I know this is a very old question, but I was struggling with passing the file's contents to the celery task. I would keep getting errors trying to follow what others have done. So I wrote this up, hoping it may help others in the future.

TL;DR

  • Send the file contents to the celery task with base64 encoding
  • Decode the data in the celery task and use io.BytesIO for the stream

Long answer

I was not interested in saving the image to disk and reading it again, so I wanted to pass the needed data to reconstruct the file in the background.

Trying to follow what others suggest, I kept getting encoding errors. Some of the errors were:

  • UnicodeDecodeError: 'utf-8' codec can't decode byte 0xff in position 0: invalid start byte
  • TypeError: initial_value must be str or None, not bytes

The TypeError was thrown by the io.StringIO. Trying to decode the data to get rid of the UnicodeDecodeError did not make much sense.
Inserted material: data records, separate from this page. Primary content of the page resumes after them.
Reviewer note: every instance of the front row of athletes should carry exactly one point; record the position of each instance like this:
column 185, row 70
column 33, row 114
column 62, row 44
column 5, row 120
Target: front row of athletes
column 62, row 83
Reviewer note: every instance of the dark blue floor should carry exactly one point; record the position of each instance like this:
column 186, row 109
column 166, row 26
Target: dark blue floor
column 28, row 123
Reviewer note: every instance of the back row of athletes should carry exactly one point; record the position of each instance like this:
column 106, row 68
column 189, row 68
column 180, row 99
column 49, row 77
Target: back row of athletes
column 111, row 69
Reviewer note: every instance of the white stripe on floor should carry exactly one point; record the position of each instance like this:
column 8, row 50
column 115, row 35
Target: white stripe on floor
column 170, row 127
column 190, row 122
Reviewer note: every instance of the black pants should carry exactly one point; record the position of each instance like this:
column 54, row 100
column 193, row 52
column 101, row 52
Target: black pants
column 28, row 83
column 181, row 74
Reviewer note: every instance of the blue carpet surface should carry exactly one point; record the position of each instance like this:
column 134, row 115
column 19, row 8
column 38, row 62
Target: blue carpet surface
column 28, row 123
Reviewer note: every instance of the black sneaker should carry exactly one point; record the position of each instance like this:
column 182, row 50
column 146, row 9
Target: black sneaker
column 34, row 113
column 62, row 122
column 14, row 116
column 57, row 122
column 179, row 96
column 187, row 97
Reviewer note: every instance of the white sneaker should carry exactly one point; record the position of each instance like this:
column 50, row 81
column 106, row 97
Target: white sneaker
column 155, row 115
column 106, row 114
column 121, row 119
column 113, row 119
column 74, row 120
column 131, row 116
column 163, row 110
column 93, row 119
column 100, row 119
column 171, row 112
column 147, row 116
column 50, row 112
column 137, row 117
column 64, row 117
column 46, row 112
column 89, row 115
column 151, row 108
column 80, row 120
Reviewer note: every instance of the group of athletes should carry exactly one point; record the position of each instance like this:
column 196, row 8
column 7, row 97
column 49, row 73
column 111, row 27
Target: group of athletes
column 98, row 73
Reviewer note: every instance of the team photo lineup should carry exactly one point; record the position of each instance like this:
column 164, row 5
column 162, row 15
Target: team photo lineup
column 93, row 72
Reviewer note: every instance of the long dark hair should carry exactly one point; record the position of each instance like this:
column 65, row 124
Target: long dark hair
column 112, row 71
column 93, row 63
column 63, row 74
As the data is binary in the first place, I tried to use a io.BytesIO instance, and that worked perfectly. The only thing I needed to do was to encode the file's stream with base64 and then I would be able to pass the content to the celery task.

Code samples

images.py

import base64

file_.stream.seek(0) # start from beginning of file
# some of the data may not be defined
data = {
  'stream': base64.b64encode(file_.read()),
  'name': file_.name,
  'filename': file_.filename,
  'content_type': file_.content_type,
  'content_length': file_.content_length,
  'headers': {header[0]: header[1] for header in file_.headers}
}

###
# add logic to sanitize required fields
###

# define the params for the upload (here I am using AWS S3)
bucket, s3_image_path = AWS_S3_BUCKET, AWS_S3_IMAGE_PATH
# import and call the background task
from async_tasks import upload_async_photo 
upload_async_photo.delay(
  data=data,
  image_path=s3_image_path,
  bucket=bucket)

async_tasks

import base64, io
from werkzeug.datastructures import FileStorage

@celery.task
def upload_async_photo(data, image_path, bucket):
    bucket = get_s3_bucket(bucket) # get bucket instance
    try:
        # decode the stream
        data['stream'] = base64.b64decode(data['stream'])
        # create a BytesIO instance
        # https://docs.python.org/3/library/io.html#binary-i-o
        data['stream'] = io.BytesIO(data['stream'])
        # create the file structure
        file_ = FileStorage(**data)
        # upload image
        bucket.put_object(
                Body=file_,
                Key=image_path,
                ContentType=data['content_type'])
    except Exception as e:
        print(str(e))

Edit

I also changed what content celery accepts and how it serializes data. To avoid having trouble passing the Bytes instance to the celery task, I had to add the following to my config:

CELERY_ACCEPT_CONTENT = ['pickle']
CELERY_TASK_SERIALIZER = 'pickle'
CELERY_RESULT_SERIALIZER = 'pickle'

It looks like you are attempting to pass the entire uploaded file as part of the Celery message. I imagine that is causing you some trouble. I would recommend seeing if you can save the file to the web server as part of the view, then have the message (the "delay" argument) contain the filename rather than entire file's data. The task can then read the file in from the hard drive, upload to s3, then delete it locally.